Emery A. Dietrick
The life and some anecdotes of combat flying by pilot Emery A. Dietrick, provided by his son Michael Dietrick.
Lt. Emery Dietrick, with the initial contingent of pilots who went overseas to North Africa, flew 80 missions with the 87th FS. One thing he said about his tour was that he and the other pilots never flew over the same ground on the return flight from a mission, since the Germans were “hopping mad” and looking for revenge after being strafed and bombed by the P-40s. After his tour with the 87th FS ended in October 1943, Lt. Dietrick returned to the states and became a pilot instructor teaching fighter tactics. He requested and received permission to return to combat, ultimately flying an additional 21 missions supporting General Patton’s advance into Germany.

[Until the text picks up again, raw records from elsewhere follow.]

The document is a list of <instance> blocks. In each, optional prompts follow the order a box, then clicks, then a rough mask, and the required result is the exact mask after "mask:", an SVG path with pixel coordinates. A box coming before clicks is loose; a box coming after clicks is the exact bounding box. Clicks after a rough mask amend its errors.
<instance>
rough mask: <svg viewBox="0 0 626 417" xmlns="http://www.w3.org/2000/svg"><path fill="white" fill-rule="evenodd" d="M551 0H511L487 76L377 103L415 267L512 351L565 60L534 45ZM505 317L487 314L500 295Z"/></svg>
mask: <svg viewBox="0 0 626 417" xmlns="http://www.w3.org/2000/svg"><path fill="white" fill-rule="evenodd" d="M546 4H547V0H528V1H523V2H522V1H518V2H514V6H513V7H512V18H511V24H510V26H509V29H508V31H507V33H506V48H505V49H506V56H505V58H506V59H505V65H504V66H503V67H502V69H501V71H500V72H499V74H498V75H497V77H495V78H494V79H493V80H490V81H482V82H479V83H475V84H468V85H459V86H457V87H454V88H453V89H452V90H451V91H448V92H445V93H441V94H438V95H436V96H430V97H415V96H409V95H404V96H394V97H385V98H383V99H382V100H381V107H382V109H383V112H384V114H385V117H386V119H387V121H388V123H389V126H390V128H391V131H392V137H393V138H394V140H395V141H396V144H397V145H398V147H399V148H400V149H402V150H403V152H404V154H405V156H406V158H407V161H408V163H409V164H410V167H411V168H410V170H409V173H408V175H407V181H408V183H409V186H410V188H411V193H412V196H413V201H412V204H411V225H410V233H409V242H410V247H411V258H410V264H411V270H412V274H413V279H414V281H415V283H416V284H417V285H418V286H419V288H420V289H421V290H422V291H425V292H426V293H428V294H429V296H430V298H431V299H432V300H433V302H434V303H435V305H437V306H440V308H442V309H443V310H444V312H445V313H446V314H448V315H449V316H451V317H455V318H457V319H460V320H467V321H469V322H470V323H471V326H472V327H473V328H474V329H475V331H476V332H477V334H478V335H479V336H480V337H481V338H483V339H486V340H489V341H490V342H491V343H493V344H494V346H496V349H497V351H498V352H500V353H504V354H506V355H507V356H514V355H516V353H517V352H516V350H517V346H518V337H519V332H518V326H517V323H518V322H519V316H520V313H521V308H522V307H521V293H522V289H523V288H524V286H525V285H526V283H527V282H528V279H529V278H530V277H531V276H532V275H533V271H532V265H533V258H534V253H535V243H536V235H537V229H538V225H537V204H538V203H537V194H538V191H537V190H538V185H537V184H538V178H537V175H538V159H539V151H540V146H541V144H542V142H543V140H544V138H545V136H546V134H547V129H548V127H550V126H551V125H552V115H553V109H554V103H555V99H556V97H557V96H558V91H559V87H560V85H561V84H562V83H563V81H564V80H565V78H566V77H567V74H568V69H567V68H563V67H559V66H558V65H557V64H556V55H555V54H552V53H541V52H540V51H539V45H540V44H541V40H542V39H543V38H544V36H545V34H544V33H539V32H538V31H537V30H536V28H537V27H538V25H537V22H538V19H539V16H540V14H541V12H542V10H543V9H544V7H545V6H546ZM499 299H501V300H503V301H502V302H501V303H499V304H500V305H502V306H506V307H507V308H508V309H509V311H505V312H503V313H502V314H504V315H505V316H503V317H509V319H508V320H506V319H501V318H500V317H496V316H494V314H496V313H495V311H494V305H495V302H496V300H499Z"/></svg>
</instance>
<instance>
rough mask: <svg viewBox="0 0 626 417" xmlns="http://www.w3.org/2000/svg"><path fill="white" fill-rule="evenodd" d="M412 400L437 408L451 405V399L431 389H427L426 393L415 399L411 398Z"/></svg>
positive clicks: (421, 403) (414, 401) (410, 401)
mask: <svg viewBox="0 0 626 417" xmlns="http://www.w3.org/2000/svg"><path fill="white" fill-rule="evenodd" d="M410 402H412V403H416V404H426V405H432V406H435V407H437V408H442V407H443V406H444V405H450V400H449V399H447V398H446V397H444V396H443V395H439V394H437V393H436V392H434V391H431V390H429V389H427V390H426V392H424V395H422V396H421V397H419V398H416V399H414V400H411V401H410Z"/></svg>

Although Emery didn’t talk too much about the war, he did mention two events in particular to Michael. He said that one time while strafing a retreating armored German train with the .50 caliber machine guns on his P-47, he was so intent on blowing it up and came so close that when it exploded he flew through the blast. He said on another occasion, immediately after Germany surrendered, he decided to take his P-47 on a sight-seeing flight over Berlin, where two Russian fighters fired warning shots at him. When asked by Michael what he then did, Emery replied, “I hit the deck and flew back to our lines” (after he cleared his 50 cal. guns in case they followed and tried to shoot him down).
Due to his love of flying, Emery Dietrick made a career of the U.S. Air Force. Initially stationed at Langley, VA, after the war, he saw combat during the Korean War as the Operations Officer at forward bases supporting General McArthur’s forces. After Korea he was stationed at Fuchu Air Base at Tokyo, and ultimately retired as a Lt. Colonel in 1960.
After retiring from the Air Force he received a degree in Engineering and worked for Westinghouse in Sunnyvale, CA, assisting with the Poseidon and Trident submarine-launched ballistic missile systems until he retired completely.
Emery Dietrick continued flying though his civilian pilot’s license, especially enjoying the Beech Bonanza. In 1979 he and his younger brother Gerald, who flew P-38 Lightning reconnaissance missions in the Pacific during WWII, formed Composite Aircraft Corp. to market and produce the Windecker Eagle, a single-engine, composite-material, business-class plane.
Besides flying, Emery enjoyed fishing offshore at Half Moon Bay, CA, and skiing with his grandchildren in the Sierra Mountains.
Emery Dietrick passed away in 1999 and, along with his wife Marjorie, is buried at Arlington National Cemetery.